Una riconciliazione nazionale per la Palestina
Tempo di lettura: 2 minutiHa fatto il giro del mondo l’annuncio di Hamas, che domenica si è detto pronto a riconciliarsi con Fatah. I rapporti tra Hamas e Fatah si sono rotti nel 2007, quando il movimento islamico ha preso il controllo della Striscia di Gaza sottraendolo all’amministrazione del legittimo governo palestinese guidato da Fatah.
L’annuncio segue altri similari, succedutisi negli ultimi tempi, andati purtroppo a vuoto. Ma stavolta sembra sia diverso, dal momento che oltre il fumo si intravede l’arrosto.
Il movimento islamico, infatti, ha sciolto il comitato amministrativo (istituito all’inizio dell’anno) cui era stato affidato il compito di governare la Striscia di Gaza, un’iniziativa che aveva suscitato le proteste del presidente palestinese Mahamud Abbas: la decadenza di tale comitato è quindi un segno concreto che Hamas fa sul serio.

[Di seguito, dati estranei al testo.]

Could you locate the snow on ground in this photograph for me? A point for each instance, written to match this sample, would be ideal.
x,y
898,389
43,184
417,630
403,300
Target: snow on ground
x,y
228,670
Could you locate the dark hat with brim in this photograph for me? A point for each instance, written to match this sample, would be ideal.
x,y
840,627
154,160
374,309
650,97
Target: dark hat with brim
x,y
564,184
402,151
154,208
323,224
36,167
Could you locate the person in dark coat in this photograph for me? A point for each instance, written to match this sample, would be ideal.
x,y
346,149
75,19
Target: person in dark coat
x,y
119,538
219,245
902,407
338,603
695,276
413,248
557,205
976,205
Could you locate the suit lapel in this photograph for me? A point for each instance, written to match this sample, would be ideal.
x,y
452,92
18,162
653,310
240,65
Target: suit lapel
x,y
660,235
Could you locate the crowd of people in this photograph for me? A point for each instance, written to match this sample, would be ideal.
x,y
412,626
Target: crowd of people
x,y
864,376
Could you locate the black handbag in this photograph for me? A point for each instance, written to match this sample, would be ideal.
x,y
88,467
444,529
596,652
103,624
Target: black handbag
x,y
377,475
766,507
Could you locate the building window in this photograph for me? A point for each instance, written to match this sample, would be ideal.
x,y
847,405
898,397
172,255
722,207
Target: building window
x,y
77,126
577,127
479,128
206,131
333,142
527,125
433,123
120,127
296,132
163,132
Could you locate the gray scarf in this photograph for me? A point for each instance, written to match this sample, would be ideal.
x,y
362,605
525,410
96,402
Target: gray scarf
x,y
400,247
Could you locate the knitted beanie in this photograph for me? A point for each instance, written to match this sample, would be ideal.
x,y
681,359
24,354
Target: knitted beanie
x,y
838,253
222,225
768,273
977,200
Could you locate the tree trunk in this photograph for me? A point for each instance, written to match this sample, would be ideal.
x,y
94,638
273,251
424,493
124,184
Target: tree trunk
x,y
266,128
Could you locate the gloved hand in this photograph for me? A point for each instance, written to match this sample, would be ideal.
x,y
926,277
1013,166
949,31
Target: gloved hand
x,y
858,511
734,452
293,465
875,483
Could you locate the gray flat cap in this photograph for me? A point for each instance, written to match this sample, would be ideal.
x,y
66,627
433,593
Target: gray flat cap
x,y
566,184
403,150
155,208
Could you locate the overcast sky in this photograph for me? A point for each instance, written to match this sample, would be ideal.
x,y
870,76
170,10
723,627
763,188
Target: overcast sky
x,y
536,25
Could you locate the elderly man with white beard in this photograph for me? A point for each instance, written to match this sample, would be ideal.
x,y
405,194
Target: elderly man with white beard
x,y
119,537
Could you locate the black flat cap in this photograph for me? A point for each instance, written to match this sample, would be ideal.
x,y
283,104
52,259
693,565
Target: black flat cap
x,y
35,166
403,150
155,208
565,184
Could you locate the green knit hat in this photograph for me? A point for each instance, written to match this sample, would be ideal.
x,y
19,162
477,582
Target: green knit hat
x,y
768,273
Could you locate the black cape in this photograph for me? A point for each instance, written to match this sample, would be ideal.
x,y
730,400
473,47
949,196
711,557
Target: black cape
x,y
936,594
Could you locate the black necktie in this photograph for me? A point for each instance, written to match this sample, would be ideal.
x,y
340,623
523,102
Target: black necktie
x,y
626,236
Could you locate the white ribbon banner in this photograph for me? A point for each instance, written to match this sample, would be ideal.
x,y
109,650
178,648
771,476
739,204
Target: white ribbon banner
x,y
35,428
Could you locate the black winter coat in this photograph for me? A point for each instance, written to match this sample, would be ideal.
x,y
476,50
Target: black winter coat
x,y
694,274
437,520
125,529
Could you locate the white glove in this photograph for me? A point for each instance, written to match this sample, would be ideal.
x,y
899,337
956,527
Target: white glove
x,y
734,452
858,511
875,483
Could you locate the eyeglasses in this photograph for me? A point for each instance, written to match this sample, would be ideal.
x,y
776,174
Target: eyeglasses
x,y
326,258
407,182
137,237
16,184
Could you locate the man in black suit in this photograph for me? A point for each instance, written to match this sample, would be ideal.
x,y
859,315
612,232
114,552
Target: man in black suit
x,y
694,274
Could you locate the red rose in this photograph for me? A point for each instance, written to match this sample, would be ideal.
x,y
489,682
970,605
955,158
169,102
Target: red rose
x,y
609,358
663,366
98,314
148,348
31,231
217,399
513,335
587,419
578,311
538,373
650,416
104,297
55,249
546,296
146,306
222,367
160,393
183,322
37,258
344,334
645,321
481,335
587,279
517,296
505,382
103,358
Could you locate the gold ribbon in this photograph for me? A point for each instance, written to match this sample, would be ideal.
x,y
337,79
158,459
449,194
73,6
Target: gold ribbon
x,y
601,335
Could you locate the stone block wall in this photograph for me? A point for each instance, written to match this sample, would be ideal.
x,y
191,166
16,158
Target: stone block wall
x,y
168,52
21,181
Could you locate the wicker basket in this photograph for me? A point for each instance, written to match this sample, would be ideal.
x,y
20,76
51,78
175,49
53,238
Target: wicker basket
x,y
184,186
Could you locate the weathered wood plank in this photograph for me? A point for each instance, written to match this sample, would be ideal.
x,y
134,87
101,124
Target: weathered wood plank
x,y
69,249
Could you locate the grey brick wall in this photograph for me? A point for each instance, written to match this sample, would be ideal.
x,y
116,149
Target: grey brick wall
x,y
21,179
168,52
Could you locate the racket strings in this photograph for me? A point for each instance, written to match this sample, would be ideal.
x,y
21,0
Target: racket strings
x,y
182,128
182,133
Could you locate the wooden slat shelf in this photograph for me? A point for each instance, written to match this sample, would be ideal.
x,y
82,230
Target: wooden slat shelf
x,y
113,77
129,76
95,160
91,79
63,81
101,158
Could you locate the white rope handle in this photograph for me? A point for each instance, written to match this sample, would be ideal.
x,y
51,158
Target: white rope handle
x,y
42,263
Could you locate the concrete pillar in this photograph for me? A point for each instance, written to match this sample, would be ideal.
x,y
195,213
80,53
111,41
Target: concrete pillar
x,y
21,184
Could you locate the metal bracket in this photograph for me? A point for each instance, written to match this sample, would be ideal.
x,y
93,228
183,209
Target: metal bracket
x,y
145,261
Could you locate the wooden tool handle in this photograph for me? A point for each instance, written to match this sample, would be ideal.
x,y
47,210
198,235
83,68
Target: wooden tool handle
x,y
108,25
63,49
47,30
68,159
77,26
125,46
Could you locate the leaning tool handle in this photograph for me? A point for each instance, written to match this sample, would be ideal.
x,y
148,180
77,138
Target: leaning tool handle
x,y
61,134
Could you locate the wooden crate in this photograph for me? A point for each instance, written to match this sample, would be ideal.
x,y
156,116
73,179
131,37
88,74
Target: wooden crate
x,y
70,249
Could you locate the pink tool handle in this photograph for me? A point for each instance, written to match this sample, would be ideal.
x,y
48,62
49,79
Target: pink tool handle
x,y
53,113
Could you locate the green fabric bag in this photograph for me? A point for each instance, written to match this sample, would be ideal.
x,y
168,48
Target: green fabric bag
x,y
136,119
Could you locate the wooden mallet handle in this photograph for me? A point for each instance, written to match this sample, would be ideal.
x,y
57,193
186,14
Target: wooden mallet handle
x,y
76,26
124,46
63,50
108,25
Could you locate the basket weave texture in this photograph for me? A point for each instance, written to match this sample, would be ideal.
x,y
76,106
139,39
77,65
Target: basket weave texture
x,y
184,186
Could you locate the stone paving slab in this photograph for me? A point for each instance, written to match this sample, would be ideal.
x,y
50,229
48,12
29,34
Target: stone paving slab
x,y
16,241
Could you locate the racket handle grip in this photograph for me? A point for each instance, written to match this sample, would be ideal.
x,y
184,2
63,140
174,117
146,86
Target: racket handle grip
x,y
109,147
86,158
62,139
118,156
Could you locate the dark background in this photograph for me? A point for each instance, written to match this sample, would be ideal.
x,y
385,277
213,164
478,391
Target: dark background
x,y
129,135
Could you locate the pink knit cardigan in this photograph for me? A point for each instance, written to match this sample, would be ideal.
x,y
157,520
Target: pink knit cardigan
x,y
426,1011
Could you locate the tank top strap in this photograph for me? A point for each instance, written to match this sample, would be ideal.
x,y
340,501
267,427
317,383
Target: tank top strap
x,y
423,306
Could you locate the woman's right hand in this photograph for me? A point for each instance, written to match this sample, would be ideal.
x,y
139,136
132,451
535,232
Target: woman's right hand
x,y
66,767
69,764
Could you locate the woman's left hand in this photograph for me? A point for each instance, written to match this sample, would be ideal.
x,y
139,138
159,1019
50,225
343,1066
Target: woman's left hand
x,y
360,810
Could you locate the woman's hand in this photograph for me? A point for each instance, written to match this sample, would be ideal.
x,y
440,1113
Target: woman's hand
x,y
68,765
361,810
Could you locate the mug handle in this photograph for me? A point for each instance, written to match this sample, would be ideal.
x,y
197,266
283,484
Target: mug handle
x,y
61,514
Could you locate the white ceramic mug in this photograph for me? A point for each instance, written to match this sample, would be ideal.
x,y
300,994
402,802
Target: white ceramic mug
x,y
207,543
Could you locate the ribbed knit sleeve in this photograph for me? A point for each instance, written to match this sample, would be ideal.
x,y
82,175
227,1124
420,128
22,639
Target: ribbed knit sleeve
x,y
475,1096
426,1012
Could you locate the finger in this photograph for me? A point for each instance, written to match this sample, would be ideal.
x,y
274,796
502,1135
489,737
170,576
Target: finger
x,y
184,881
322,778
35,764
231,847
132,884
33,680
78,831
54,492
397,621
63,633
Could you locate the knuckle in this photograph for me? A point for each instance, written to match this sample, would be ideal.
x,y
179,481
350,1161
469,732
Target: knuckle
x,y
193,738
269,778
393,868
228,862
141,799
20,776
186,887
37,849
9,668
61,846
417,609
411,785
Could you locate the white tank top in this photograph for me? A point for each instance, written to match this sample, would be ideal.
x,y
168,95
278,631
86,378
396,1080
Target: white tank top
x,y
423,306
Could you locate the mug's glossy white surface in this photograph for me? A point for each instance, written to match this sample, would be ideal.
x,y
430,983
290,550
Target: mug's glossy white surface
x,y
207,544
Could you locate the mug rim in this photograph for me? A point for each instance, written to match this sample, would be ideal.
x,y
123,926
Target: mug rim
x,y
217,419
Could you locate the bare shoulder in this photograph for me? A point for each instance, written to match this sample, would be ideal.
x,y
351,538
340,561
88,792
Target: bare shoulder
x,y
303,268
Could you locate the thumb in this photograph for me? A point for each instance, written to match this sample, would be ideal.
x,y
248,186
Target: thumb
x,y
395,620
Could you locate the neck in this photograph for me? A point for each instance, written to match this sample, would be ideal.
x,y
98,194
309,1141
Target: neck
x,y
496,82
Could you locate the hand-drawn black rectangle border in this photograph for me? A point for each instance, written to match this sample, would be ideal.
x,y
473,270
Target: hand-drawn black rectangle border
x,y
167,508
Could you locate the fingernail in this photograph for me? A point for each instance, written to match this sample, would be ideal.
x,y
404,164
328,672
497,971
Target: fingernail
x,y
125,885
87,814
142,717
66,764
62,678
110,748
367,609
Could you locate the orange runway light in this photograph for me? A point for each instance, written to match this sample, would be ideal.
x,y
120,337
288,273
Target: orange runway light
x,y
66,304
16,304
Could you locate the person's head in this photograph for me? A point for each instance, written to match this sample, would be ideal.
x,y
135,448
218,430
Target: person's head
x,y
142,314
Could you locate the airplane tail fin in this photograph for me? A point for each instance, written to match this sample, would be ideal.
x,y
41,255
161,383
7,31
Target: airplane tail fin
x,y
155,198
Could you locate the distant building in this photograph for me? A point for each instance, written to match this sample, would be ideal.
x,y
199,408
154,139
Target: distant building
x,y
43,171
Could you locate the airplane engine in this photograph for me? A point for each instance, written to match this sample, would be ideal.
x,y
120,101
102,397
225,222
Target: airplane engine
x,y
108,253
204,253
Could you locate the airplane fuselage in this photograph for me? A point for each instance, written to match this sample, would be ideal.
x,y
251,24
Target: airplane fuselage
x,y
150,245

Dal canto suo Abbas ha accolto con favore l’iniziativa, spiegando che avrebbe seguito la questione al suo ritorno da New York, dove sta partecipando ai lavori delle Nazioni Unite.
In ogni caso, ha spiegato che un accordo di tale portata «permetterebbe la formazione di un governo di riconciliazione nazionale in grado di amministrare la Striscia di Gaza e tenere le elezioni».
Il consulente per gli affari internazionali del presidente palestinese, Nabil Shaath, ha dichiarato, tramite l’agenzia stampa Wafa, che «l’Egitto ha svolto un ruolo fondamentale per convincere Hamas» a compiere tale passo, aggiungendo che il primo ministro palestinese Rami Hamdallah si sarebbe recato a breve nella Striscia di Gaza per parlare con i dirigenti di Hamas al fine di prendere le redini dell’amministrazione locale per armonizzarla con quella della Cisgiordania.
Previsto anche un incontro tra Fatah e Hamas per realizzare una «riunificazione effettiva» delle due entità statali. Ci «vorrà tempo», ha dichiarato Shaath, che però si è dichiarato «più ottimista» del passato sulla possibilità di riuscita.
Dal canto suo, il coordinatore speciale delle Nazioni Unite per il processo di pace in Medio Oriente, Nickolay Mladenov, ha affermato: «Tutte le parti devono cogliere questa opportunità per ripristinare l’unità e aprire una nuova pagina per il popolo palestinese», aggiungendo che l’Onu è pronta a dare il suo contributo per la riuscita del negoziato.
Insomma, sembra davvero ci sia una prospettiva, anche se tutto resta sospeso. Tanti gli ambiti locali e internazionali contrari a tale sviluppo.
Hamas è considerata un’organizzazione terrorista. Questo passo potrebbe portarla fuori dalle secche nelle quali si è arenata da tempo.
Non solo: i negoziati potrebbero portare il movimento islamico ad abbandonare il massimalismo nei confronti di Israele e ad accettare, come ha fatto Fatah, quella che i suoi membri chiamano l’«entità sionista», o quantomeno accettare che lo Stato palestinese abbia un confine, cosa che implicherebbe giocoforza l’accettazione dello Stato di Israele.
Insomma, il passo ha implicazioni di portata «storica», come ha confidato un portavoce del governo palestinese alla Reuters. Ma questo è il futuro, incerto quanto insidiato da mille ostacoli e perigli.
Ma già il presente, l’annuncio di domenica, è nel suo piccolo qualcosa di storico: è la prima volta che Hamas fa un passo di tale portata, peraltro del tutto imprevisto e imprevedibile. Un buon viatico, nonostante le tante, prevedibili, avversità.